Your argument contains several claims that are not supported by the historical evidence.
That is wrong :P
There was a violent crackdown in Beijing in June 1989.
That is correct. As the protesters were violent, too. The first people who died: were soldiers.
While the exact death toll is disputed, there is broad agreement among historians that hundreds, and possibly more than a thousand,
Yes, from 10,000 to 30,000 protesters ... while regrettable the death toll was not particular high.
The protests did not begin as a violent uprising.
Correct, and I never claimed otherwise.
They started as largely peaceful demonstrations calling for political reform And turned violent the next day already when troops from "other provinces" came into the city, and people who wanted to prevent them to reach the plaza attacked them.
Claims that the crackdown relied on ethnic groups chosen because they were hostile to Han Chinese are not supported by credible historical sources.
Then you have bad sources.
It was all over the news when the events happend. I watched them life ... you did not.
The claim about mandatory two-year programs for all ethnic groups is inaccurate. China has implemented various education, labor, and relocation policies affecting different ethnic minorities, especially Uyghurs in Xinjiang, but these policies were not introduced as a response to Tiananmen Square. Researchers generally view those policies as part of the Chinese government's broader strategy of political control and assimilation rather than a measure to prevent another Tiananmen.
That is a matter of wording.
Point is: the people are "forced" to spent two years at different place outside of their province. To force them to "see other parts of China", and do not consider their "own place" as superiour. Side effect: they hopefully learn Mandarin.
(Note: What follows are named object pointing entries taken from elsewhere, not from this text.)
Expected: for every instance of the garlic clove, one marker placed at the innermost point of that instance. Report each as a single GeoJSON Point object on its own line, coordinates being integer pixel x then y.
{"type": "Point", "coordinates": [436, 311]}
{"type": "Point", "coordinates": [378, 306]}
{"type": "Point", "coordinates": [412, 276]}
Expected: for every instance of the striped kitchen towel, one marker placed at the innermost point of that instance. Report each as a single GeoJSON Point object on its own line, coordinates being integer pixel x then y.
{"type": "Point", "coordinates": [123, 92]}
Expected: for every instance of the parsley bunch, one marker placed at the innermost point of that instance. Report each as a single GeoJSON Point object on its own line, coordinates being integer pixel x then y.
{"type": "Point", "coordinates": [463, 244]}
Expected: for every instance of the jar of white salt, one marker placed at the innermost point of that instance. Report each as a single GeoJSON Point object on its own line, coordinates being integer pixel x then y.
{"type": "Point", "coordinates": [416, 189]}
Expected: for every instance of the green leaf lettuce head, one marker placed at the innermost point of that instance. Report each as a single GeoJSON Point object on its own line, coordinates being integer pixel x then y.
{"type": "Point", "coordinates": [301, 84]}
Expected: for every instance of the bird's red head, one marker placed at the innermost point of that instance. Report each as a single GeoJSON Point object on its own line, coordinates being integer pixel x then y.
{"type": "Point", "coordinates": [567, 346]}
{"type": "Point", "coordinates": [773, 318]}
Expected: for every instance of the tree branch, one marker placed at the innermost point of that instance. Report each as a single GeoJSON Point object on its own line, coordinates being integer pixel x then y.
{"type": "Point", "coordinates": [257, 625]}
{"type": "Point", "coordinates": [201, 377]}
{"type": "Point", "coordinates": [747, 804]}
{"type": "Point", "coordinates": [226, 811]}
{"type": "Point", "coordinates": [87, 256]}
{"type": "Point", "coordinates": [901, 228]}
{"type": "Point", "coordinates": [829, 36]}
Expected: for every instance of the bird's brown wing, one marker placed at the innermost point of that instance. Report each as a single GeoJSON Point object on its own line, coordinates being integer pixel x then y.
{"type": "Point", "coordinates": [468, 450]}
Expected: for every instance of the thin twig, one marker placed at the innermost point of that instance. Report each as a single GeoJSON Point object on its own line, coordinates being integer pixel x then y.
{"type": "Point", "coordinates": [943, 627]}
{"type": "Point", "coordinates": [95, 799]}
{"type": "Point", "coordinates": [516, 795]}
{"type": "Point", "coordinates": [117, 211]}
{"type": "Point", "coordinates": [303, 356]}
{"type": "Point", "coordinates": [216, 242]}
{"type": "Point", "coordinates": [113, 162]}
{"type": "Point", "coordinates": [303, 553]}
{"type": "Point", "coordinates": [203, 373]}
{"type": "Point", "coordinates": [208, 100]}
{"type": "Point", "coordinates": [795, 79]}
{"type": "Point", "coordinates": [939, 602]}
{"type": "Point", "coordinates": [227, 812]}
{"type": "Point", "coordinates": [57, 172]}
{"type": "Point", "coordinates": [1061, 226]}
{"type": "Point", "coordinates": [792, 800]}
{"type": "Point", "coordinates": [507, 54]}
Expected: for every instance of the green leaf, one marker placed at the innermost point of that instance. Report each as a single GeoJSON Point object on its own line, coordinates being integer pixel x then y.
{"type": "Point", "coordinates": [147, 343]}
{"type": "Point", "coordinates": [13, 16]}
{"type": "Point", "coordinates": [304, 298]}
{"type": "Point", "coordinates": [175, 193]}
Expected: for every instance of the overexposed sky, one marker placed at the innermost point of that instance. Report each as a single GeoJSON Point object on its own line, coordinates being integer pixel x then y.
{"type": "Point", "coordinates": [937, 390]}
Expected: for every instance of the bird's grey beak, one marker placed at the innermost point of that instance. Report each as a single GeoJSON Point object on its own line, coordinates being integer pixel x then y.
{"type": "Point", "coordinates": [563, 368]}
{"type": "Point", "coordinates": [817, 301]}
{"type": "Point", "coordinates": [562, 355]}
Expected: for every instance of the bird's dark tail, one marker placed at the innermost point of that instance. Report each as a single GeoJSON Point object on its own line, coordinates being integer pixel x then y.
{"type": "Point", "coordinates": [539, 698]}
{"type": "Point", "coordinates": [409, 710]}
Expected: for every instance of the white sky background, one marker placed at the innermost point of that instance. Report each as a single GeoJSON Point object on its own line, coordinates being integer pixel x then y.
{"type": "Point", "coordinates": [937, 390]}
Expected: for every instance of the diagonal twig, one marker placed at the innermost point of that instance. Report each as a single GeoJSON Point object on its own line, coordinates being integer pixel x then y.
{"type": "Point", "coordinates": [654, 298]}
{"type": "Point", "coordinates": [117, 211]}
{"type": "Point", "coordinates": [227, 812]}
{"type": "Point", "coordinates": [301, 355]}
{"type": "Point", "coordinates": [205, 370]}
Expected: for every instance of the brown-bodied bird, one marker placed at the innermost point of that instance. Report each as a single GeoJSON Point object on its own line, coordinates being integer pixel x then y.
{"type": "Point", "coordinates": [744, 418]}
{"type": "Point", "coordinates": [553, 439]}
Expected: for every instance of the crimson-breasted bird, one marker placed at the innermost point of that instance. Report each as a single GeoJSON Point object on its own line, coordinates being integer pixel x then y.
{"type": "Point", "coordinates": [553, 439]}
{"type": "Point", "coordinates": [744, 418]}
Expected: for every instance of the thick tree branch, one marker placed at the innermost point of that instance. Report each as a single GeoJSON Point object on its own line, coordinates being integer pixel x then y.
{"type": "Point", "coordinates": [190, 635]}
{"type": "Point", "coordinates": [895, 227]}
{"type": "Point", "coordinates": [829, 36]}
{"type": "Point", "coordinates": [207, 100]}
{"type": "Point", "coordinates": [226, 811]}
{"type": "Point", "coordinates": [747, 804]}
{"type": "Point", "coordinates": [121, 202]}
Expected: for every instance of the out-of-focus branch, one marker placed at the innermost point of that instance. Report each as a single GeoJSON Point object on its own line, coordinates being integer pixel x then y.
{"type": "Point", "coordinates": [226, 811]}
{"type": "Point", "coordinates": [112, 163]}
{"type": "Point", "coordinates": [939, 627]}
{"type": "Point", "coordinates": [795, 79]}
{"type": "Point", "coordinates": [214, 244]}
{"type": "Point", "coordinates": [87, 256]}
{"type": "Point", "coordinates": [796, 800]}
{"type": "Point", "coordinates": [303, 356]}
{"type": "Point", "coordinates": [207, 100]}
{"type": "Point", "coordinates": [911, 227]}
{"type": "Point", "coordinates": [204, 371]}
Finally, dismissing the Tiananmen Square crackdown by comparing it to other events doesn't address the historical record.
I did not dismiss it. You have a reading comprehension problem.
Serious discussions should rely on evidence from contemporaneous reporting, archival documents, eyewitness testimony, and academic research, not egotistical, unsupported assertions from the Chinese Communist Party point of view.
I am an eye witness. And I have no clue about CPC's point of view. As I never looked at their view.